Scenic overlook at Amboseli National Park
A Cheetah! We sat and watched it as the sun went down. It was not the least bit concerned we were there, although eventually it sauntered off
Not quite the iconic Kilimanjaro shot at Amboseli, but if you look carefully you can see it poking out of the clouds
Then we were off to Lake Nakuru. This was unexpectedly one of our favorite parks, definitely lesser known. But the scenery was stunning and varied and there were lots of opportunities for intimate wildlife sightings.
Photo of the photographer
Hippo fun
Mother and baby white rhino strolling along the lake bed
Andy’s favorite bird - a Lilac-breasted Roller
Giraffes taking a break from headbutting practice
Hyenas - always so fascinating to watch, the most recognizable evening silhouette with their sloping backs
Then, our final national park with the safari company, Masai Mara. Connected to our favorite, the Serengeti in Tanzania, Masai Mara is known for lions. It did not disappoint.
Early morning pride of hunters
In one of our trip highlights, we watched this pride of lions encircle and try to take down a warthog. We all hold new admiration for Puumbas, as the warthog evaded capture and took off across the savannah, tail high. Maybe the lions were tired but they left a wide avenue of escape for it in their formation.
Cape Buffalo wallowing at Masai Mara
Christmas morning picnic breakfast in the park (Rafael assured us there were no lions about).
Because just when you think there are not lions about, they are there!
At our hotel outside the park, we took a walk with some young Masai men from a neighboring village. The young man who spoke English described their lives and customs. He was anxious to earn money for more cows which he could trade to the local schools for his younger siblings’ education.
Then, the next day on our final drive, Rafael took us by a different Masai village which welcomed tourists with a traditional dance.
And a demonstration of making fire
Our time with the safari company ended on a high note. We said our grateful thanks to Rafael, who dropped us off at Lake Naivasha so we could explore Hell’s Gate Canyon National Park.
To wrap up our family time, we were heading back to the southern coast to Kilifi to attend the New Year’s Beneath the Baobab music festival. Well, most of us. Claire’s boyfriend Nick had to fly home to go back to work and Andy decided to relax at the Airbnb and forego multiple days of young DJ and African house music artists lighting up the Baobab forest.
Trevor indulging in a life long tradition (taught to him by Andy) of catching and holding wildlife
Nicholas indulging in a lifelong family tradition of climbing whatever rock is around (also taught to him by Andy)
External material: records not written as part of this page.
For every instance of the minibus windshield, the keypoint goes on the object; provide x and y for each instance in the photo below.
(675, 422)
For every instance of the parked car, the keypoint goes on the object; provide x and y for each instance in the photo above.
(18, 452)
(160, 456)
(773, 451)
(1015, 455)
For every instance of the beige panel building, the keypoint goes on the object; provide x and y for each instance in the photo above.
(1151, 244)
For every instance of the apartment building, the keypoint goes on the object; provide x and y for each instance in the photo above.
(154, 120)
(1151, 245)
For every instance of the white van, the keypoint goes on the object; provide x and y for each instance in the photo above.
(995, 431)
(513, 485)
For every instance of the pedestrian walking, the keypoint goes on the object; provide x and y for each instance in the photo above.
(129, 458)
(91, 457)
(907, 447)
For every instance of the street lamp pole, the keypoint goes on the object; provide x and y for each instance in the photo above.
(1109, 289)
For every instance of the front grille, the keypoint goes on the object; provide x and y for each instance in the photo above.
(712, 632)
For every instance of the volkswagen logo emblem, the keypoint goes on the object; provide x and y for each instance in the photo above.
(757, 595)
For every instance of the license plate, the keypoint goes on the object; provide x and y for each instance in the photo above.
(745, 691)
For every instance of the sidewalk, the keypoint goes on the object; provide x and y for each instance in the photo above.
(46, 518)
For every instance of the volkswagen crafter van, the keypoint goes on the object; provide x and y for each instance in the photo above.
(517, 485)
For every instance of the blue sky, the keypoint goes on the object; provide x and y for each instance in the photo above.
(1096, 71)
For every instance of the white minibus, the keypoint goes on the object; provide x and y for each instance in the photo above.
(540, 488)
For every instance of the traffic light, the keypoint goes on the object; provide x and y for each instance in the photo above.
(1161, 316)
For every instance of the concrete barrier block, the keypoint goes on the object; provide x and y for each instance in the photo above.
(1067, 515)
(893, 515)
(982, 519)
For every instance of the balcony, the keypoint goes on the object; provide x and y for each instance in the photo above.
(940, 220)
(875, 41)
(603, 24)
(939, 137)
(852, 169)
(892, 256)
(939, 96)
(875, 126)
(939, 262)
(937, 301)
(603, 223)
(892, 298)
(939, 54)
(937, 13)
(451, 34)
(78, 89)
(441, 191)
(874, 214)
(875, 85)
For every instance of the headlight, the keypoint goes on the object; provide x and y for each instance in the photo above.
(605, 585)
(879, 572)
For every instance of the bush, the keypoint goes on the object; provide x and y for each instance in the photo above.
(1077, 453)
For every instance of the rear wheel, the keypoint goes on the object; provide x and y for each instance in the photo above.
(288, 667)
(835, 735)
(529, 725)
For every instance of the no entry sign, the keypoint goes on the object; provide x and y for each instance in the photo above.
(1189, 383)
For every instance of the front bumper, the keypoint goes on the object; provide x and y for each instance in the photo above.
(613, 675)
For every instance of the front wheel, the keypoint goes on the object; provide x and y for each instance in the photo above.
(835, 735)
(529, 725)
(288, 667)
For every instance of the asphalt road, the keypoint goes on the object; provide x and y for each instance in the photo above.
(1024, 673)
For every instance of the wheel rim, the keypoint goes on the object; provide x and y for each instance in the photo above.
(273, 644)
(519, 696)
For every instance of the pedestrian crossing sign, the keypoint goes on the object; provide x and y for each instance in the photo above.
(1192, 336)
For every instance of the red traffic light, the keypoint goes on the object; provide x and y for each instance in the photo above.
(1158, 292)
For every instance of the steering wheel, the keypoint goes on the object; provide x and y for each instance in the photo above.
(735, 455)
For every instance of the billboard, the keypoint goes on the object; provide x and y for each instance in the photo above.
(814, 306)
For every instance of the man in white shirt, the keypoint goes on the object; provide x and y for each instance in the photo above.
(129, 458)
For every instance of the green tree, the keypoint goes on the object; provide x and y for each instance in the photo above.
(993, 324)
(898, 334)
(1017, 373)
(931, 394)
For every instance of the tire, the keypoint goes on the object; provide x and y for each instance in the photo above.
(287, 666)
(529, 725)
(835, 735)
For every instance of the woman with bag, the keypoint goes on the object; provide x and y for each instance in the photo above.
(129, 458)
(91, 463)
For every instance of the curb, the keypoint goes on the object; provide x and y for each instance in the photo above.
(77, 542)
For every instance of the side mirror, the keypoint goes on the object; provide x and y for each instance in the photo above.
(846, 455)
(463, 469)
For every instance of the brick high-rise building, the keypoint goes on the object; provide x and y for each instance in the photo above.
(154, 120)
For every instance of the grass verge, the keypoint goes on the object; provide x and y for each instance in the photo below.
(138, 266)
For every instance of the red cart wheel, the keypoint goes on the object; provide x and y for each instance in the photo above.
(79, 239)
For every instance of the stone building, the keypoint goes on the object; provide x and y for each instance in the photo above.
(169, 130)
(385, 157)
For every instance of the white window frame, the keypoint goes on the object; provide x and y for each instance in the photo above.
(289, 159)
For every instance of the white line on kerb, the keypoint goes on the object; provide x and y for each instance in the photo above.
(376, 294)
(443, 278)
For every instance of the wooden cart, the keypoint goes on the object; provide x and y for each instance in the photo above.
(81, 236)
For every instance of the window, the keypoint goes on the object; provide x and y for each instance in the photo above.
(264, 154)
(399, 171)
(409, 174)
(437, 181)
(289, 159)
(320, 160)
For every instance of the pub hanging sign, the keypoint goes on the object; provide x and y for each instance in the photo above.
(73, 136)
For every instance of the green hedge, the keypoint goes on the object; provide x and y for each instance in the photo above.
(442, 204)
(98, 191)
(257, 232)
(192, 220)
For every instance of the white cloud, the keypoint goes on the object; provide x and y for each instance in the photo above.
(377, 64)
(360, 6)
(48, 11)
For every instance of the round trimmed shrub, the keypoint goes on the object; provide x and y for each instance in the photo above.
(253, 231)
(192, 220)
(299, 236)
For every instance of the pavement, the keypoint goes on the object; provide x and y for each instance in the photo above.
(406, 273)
Beneath the Baobabs festival grounds was a surprisingly calm experience, a remote reserve with cool breezes and venues well spread out. Two days of music! It was a cultural immersion into young African artists and an amazing experience.
Relaxing by the stage (going to see live music, a lifelong family tradition taught by Dawn).
One of the many young DJs we enjoyed
Thank you for reading and indulging us in a family memoir. Not to worry, once we hit the Arabian peninsula there will be much more of the overlanding content again. Happy New Year all!
Tsavo National Park had beautiful scenery, but brush was often thick by the side of the road so it could be more difficult to spot wildlife. This made us appreciate our next park, Amboseli, even more with its wide open vistas and more elephants than anywhere else we had been.
Scenic overlook at Amboseli National Park
A Cheetah! We sat and watched it as the sun went down. It was not the least bit concerned we were there, although eventually it sauntered off
Not quite the iconic Kilimanjaro shot at Amboseli, but if you look carefully you can see it poking out of the clouds
Then we were off to Lake Nakuru. This was unexpectedly one of our favorite parks, definitely lesser known. But the scenery was stunning and varied and there were lots of opportunities for intimate wildlife sightings.
Photo of the photographer
Hippo fun
Mother and baby white rhino strolling along the lake bed
Andy’s favorite bird - a Lilac-breasted Roller
Giraffes taking a break from headbutting practice
Hyenas - always so fascinating to watch, the most recognizable evening silhouette with their sloping backs
Then, our final national park with the safari company, Masai Mara. Connected to our favorite, the Serengeti in Tanzania, Masai Mara is known for lions. It did not disappoint.
Early morning pride of hunters
In one of our trip highlights, we watched this pride of lions encircle and try to take down a warthog. We all hold new admiration for Puumbas, as the warthog evaded capture and took off across the savannah, tail high. Maybe the lions were tired but they left a wide avenue of escape for it in their formation.
Cape Buffalo wallowing at Masai Mara
Christmas morning picnic breakfast in the park (Rafael assured us there were no lions about).
Because just when you think there are not lions about, they are there!
At our hotel outside the park, we took a walk with some young Masai men from a neighboring village. The young man who spoke English described their lives and customs. He was anxious to earn money for more cows which he could trade to the local schools for his younger siblings’ education.
Then, the next day on our final drive, Rafael took us by a different Masai village which welcomed tourists with a traditional dance.
And a demonstration of making fire
Our time with the safari company ended on a high note. We said our grateful thanks to Rafael, who dropped us off at Lake Naivasha so we could explore Hell’s Gate Canyon National Park.
To wrap up our family time, we were heading back to the southern coast to Kilifi to attend the New Year’s Beneath the Baobab music festival. Well, most of us. Claire’s boyfriend Nick had to fly home to go back to work and Andy decided to relax at the Airbnb and forego multiple days of young DJ and African house music artists lighting up the Baobab forest.
Trevor indulging in a life long tradition (taught to him by Andy) of catching and holding wildlife
Nicholas indulging in a lifelong family tradition of climbing whatever rock is around (also taught to him by Andy)
Beneath the Baobabs festival grounds was a surprisingly calm experience, a remote reserve with cool breezes and venues well spread out. Two days of music! It was a cultural immersion into young African artists and an amazing experience.
Relaxing by the stage (going to see live music, a lifelong family tradition taught by Dawn).
One of the many young DJs we enjoyed
Thank you for reading and indulging us in a family memoir. Not to worry, once we hit the Arabian peninsula there will be much more of the overlanding content again. Happy New Year all!